株式市場の振り返り-日経平均株価は3日ぶり反発、NY市場の高騰を好感

2017年11月29日(水)の主要指標(カッコ内は前日終値比)

  • 日経平均株価 22,597円(+110円、+0.5%) 3日ぶり反発
  • TOPIX 1,786.1(+14.0、+0.8%) 3日ぶり反発
  • 東証マザーズ総合指数 1,165.8(+0.1、+0.02%) わずかに反発

東証1部上場銘柄の概況

  • 値上がり銘柄数:1,501、値下がり銘柄数:477、変わらず:59
  • 値上がり業種数:30、値下がり業種数:3
  • 年初来高値更新銘柄数:163、年初来安値更新銘柄数:3

東証1部の出来高は17億183万株、売買代金は2兆8,683億円(概算)となり、いずれも前日より増加しました。NY市場の高騰を受けて投資家のリスクオフモードが強まりましたが、一部は依然として模様眺めに徹したようです。それでも、売買代金は3兆円を伺う位置まで増加しています。

そのような中、日経平均株価は終日プラス圏で推移しました。寄り付き直後に一時+157円高になるなど好調な出足でしたが、前場の序盤には一時+50円高まで上げ幅を縮小しました。その後は徐々に挽回して3日ぶりの反発で引けましたが、やや力強さに欠けた値動きだったようです。

なお、TOPIXも同じような値動きでしたが、上昇率は日経平均株価よりも大きくなっています。
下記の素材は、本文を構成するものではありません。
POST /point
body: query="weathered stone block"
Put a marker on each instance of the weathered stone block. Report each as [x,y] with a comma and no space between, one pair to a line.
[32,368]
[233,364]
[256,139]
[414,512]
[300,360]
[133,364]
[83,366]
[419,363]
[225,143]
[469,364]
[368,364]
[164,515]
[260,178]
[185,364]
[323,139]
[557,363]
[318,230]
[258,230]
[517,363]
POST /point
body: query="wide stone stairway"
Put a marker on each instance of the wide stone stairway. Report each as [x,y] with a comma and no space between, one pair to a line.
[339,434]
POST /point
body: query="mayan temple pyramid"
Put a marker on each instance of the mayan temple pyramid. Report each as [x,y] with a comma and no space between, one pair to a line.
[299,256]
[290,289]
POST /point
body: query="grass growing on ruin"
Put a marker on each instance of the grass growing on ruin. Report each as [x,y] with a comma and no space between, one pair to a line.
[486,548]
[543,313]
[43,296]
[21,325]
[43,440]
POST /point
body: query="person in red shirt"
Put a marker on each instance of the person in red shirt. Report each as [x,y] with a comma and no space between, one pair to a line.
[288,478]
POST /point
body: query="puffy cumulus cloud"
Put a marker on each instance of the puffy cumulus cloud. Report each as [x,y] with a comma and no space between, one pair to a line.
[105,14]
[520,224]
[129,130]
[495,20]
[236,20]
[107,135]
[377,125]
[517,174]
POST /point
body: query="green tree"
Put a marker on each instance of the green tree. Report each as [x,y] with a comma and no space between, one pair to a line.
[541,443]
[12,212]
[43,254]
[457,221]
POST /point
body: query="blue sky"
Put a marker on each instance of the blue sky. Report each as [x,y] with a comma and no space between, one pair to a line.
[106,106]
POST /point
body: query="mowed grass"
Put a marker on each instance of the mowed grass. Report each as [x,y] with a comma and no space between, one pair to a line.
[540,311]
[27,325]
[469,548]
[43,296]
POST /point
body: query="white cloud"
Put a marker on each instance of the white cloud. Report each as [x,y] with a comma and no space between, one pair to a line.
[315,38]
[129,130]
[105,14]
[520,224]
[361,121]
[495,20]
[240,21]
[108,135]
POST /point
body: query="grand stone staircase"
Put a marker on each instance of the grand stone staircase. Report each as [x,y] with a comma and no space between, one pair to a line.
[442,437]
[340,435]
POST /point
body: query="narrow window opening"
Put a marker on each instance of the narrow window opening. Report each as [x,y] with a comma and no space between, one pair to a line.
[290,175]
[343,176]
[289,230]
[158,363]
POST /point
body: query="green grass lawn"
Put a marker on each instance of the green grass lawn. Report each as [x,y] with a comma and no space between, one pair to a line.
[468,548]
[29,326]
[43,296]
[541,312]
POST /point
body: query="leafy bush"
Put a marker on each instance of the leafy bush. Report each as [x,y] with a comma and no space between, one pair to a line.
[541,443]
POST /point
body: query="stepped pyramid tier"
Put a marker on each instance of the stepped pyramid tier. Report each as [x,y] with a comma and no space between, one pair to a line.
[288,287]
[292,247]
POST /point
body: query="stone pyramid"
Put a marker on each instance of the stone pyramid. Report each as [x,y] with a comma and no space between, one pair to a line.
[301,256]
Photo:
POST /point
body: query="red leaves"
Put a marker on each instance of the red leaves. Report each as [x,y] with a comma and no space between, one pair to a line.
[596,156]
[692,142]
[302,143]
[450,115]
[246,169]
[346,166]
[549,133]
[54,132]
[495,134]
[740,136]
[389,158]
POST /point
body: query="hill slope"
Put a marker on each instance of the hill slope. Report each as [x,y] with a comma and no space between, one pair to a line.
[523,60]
東証マザーズ総合指数はわずかに反発、売買代金は6日連続で1,000億円超え

東証マザーズの出来高は6,035万株、売買代金は1,232億円となり、いずれも前日から減少しました。減少したとはいえ、引き続き値嵩株の取引が増えたため、相応に活況な商いとなったようです。売買代金は6日連続で1,000億円を上回りました。

また、総合指数もわずかながら反発しています。今後1,200ポイント回復を目指していくのか、先般の7連騰の調整が続くのか注目されるところです。いずれにせよ、個人投資家の資金流入が継続するかが今後の焦点になるでしょう。

MUFGやSMBCなど金融株が大幅高、東京エレクトロンなど半導体関連株が安い

個別銘柄では、日東電工(6988)が大幅反発となったほか、テルモ(4543)と花王(4452)は連日の年初来高値更新となりました。

また、三菱UFJフィナンシャル・グループ(8306)や三井住友フィナンシャルグループ(8316)など金融株が大幅上昇となり、ファーストリテイリング(9983)やユニー・ファミリーマートホールディングス(8028)も大きく値を上げています。

その他では、新日本製鐵(5401)など鉄鋼株が急騰し、マツモトキヨシホールディングス(3088)は上場来高値を付けたのが目を引きました。

一方、一部の半導体関連株が下げ止まらず、東京エレクトロン(8035)は一時▲7%安に迫る急落となり3日続落、信越化学工業(4063)も大幅安で同じく3日続落となりました。

この他にも、ニコン(7731)、アドバンテスト(6857)、SUMCO(3436)、ローム(6963)など半導体関連株は総じて大幅安で引けています。

新興市場では、株式分割を実施した串カツ田中(3547)が爆騰してストップ高となり、手間いらず(2477)やサンバイオ(4592)が大幅高となりました。一方、そーせいグループ(4565)は大幅安で引けています。